A Northwest based outdoor magazine is one of two cited by news reports as publishing articles by a freelance writer paid by the U.S. Department of Agriculture to write positive stories three years ago on Natural Resources Conservation Service programs. The current editor of Primedia's Oregon and Washington Game and Fish magazine said he was unaware that Dave Smith was being compensated by U.S.D.A., and agreed that his articles should have made mention how Smith was being paid. Smith, who is now a biologist working for N.R.C.S. in Montana, says he clearly told publishers of the two magazines he was being paid by the government, and knew the magazines could not pay him as a result.
From their point of view, Judge John Coughenour did the right thing by now allowing the jurisdiction of the court on the issue of Environmental Protection Agency Section Seven consultations over pesticides to expand in scope. Representatives from E.P.A., Washington State Potato Commission, Washington State Farm Bureau, and Crop Life America argued before Coughenour that E.P.A. had complied with a 2002 order. A coalition of environmental groups led by the Washington Toxics Coalition some months back filed a motion seeking to modify that order to be determined on a may affect, not will affect, status. E.P.A. and its friends of the court argued that the may affect determination was not valid in this particular matter because Section Seven consultation processes had not been completed for the pesticides in question.

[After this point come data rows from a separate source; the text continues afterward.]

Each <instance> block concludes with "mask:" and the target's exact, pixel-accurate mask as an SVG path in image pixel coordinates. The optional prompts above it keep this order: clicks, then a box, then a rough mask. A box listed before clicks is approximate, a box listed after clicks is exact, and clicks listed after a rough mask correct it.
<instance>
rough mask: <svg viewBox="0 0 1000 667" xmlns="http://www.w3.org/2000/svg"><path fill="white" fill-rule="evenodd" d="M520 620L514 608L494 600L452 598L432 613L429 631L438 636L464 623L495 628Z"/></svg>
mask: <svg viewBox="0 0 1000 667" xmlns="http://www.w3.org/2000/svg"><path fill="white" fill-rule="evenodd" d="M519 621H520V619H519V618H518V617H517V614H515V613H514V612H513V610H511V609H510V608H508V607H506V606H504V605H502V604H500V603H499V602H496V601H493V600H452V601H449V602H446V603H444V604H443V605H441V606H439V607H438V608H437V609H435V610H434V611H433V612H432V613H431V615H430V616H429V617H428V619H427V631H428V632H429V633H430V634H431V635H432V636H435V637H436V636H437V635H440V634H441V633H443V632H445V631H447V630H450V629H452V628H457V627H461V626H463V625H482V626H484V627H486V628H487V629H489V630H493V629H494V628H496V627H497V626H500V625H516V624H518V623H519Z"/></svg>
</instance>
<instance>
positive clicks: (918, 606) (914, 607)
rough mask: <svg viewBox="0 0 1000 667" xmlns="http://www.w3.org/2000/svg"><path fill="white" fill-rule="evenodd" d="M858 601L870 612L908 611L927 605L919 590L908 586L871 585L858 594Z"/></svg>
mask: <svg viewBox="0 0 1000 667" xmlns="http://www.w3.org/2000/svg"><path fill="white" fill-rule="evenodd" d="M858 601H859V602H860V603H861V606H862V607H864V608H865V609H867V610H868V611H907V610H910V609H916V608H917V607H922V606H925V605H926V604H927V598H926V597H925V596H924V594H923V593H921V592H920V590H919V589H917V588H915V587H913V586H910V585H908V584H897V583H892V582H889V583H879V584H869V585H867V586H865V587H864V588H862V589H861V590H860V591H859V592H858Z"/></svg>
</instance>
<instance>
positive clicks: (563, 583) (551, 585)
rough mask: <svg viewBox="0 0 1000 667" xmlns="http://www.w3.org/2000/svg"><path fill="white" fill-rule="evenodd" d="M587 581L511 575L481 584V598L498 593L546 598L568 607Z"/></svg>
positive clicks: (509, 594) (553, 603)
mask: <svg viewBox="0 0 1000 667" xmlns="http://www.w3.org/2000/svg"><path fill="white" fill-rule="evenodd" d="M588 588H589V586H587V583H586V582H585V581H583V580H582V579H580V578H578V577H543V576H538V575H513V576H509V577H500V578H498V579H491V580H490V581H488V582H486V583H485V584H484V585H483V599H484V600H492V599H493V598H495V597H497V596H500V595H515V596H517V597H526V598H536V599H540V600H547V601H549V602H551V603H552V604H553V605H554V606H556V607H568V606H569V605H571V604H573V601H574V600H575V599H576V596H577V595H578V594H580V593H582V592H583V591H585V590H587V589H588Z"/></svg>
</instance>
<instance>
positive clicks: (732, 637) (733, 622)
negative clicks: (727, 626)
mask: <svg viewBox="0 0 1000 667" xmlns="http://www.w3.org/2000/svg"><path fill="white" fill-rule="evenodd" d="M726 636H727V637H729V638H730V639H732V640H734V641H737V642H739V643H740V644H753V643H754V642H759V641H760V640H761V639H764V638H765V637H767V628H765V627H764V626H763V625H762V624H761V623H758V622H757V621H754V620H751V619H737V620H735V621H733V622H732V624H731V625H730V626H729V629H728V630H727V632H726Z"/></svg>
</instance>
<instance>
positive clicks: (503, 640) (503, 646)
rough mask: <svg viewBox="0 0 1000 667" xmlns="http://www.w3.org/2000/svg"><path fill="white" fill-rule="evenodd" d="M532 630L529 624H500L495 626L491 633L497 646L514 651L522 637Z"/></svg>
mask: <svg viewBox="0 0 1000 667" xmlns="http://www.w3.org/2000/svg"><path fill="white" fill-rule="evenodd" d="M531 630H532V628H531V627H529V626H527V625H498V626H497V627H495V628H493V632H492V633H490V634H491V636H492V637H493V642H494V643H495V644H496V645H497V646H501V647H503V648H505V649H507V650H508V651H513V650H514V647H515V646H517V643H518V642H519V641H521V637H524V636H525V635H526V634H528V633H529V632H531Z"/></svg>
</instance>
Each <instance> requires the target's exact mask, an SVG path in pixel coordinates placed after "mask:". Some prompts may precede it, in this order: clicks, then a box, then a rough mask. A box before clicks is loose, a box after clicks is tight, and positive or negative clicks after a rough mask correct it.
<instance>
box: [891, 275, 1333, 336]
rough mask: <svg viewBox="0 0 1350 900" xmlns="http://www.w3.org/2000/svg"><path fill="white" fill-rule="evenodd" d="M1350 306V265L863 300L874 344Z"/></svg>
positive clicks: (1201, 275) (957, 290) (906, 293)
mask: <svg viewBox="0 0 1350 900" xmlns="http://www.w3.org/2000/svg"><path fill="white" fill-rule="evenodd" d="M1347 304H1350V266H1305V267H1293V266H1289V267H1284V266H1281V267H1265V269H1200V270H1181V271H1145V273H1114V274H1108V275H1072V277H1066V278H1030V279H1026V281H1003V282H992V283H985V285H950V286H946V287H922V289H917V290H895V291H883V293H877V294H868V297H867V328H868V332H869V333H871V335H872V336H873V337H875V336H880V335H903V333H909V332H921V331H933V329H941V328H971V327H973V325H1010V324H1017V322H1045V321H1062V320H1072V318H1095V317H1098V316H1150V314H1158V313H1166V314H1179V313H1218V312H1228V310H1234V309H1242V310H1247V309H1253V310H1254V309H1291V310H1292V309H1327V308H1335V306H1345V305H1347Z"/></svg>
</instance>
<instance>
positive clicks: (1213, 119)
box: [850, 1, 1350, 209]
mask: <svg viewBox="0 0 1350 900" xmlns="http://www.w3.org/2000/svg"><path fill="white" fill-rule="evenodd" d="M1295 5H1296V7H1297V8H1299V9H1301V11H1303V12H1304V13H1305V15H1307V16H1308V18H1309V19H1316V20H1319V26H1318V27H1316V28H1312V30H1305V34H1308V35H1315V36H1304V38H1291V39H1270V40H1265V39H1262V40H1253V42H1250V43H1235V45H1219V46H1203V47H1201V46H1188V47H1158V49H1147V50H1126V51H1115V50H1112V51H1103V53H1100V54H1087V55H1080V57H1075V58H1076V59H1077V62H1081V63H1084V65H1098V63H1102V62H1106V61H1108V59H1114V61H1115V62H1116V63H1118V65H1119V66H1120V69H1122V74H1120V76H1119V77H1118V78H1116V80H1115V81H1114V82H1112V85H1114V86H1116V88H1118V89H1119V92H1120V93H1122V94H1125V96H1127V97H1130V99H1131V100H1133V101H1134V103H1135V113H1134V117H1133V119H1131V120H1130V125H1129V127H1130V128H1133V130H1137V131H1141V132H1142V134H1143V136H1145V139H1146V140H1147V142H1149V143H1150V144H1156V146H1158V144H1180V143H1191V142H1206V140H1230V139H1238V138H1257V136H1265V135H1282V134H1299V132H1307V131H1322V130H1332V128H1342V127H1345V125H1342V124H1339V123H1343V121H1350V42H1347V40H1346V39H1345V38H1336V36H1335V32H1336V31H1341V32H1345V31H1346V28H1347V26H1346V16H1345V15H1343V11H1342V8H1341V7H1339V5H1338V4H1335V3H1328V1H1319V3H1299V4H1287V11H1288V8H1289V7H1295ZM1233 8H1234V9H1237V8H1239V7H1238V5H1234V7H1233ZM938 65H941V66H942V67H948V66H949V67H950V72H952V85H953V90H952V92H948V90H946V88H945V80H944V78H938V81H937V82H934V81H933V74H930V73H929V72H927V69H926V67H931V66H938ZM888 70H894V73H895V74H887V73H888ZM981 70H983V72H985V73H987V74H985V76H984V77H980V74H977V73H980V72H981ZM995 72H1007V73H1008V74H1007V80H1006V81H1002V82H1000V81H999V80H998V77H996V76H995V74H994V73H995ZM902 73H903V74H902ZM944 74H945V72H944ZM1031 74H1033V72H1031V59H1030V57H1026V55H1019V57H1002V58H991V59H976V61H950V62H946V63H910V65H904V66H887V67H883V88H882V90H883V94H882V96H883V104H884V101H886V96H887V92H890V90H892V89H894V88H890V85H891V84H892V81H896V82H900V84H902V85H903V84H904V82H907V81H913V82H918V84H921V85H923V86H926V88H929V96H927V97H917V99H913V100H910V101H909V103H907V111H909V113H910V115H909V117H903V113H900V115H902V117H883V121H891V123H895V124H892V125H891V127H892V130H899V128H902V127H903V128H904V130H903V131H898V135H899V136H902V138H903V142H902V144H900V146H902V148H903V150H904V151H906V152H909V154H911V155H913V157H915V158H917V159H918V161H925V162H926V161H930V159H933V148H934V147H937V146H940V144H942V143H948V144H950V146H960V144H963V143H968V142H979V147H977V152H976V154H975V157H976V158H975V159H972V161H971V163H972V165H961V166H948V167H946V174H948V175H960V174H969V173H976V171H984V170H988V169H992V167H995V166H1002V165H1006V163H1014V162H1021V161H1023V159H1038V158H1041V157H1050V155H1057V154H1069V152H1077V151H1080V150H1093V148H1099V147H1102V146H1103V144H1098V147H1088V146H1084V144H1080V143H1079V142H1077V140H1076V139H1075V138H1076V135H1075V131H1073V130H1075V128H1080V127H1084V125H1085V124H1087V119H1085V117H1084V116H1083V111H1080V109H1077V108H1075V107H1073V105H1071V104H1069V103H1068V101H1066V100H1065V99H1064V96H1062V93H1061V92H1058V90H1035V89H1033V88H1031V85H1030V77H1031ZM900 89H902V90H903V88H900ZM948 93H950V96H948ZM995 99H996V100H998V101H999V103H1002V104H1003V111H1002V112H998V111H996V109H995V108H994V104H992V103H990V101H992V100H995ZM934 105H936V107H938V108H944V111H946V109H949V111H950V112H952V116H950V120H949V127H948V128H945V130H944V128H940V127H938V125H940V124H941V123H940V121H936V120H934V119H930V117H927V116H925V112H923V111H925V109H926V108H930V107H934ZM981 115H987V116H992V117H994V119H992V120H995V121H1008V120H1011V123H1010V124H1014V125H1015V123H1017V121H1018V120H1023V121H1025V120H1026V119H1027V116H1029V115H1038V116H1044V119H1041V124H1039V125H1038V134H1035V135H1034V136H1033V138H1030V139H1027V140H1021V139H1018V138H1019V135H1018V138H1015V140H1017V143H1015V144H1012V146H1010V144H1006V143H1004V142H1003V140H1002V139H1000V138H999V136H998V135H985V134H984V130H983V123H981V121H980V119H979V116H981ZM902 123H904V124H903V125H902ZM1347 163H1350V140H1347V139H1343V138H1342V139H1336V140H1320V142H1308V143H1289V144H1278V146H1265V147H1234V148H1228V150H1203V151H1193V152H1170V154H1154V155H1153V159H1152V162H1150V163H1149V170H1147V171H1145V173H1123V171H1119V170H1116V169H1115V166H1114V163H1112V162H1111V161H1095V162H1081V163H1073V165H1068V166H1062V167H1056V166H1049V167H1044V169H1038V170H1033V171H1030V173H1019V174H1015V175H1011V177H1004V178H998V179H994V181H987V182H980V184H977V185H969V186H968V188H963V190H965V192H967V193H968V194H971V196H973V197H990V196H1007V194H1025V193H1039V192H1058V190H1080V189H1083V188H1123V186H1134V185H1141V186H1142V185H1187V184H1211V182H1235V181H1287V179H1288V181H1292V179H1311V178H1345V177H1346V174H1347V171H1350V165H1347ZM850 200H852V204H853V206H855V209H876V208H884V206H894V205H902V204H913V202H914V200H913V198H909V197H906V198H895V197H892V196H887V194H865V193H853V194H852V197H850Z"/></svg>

Now with today's "Food Forethought", here's Susan Allen.
ALLEN: I am all for recycling but this might be taking it a little too far& Do you want to talk sustainability? Well, who needs good old cow manure when human waste is available? In California (of course it had to be) farmers are now using treated sewage waste from big cities as fertilizer, and while some farmers are tickled with the benefits of rich tithly soil, others are turning their noses up at using sewage, fearing consumer fall out. Of course for LA and other cities it's a win- win, they can dump their lump of up to 450,000 tons of treated sewage a year on the other side of the mountains out of site and mind. Farmers then use the sludge to improve soil for cattle and fiber but supposedly not any produce directly consumed by consumers. Yeah, right! The opposition is heating up and there is now a bill being sponsored to stop what one Senator calls a wealthy industrial area dumping on rural poor farm country. Hey, where all Hollywood eco-activists on this one I'm Susan Allen and this is Food Forethought.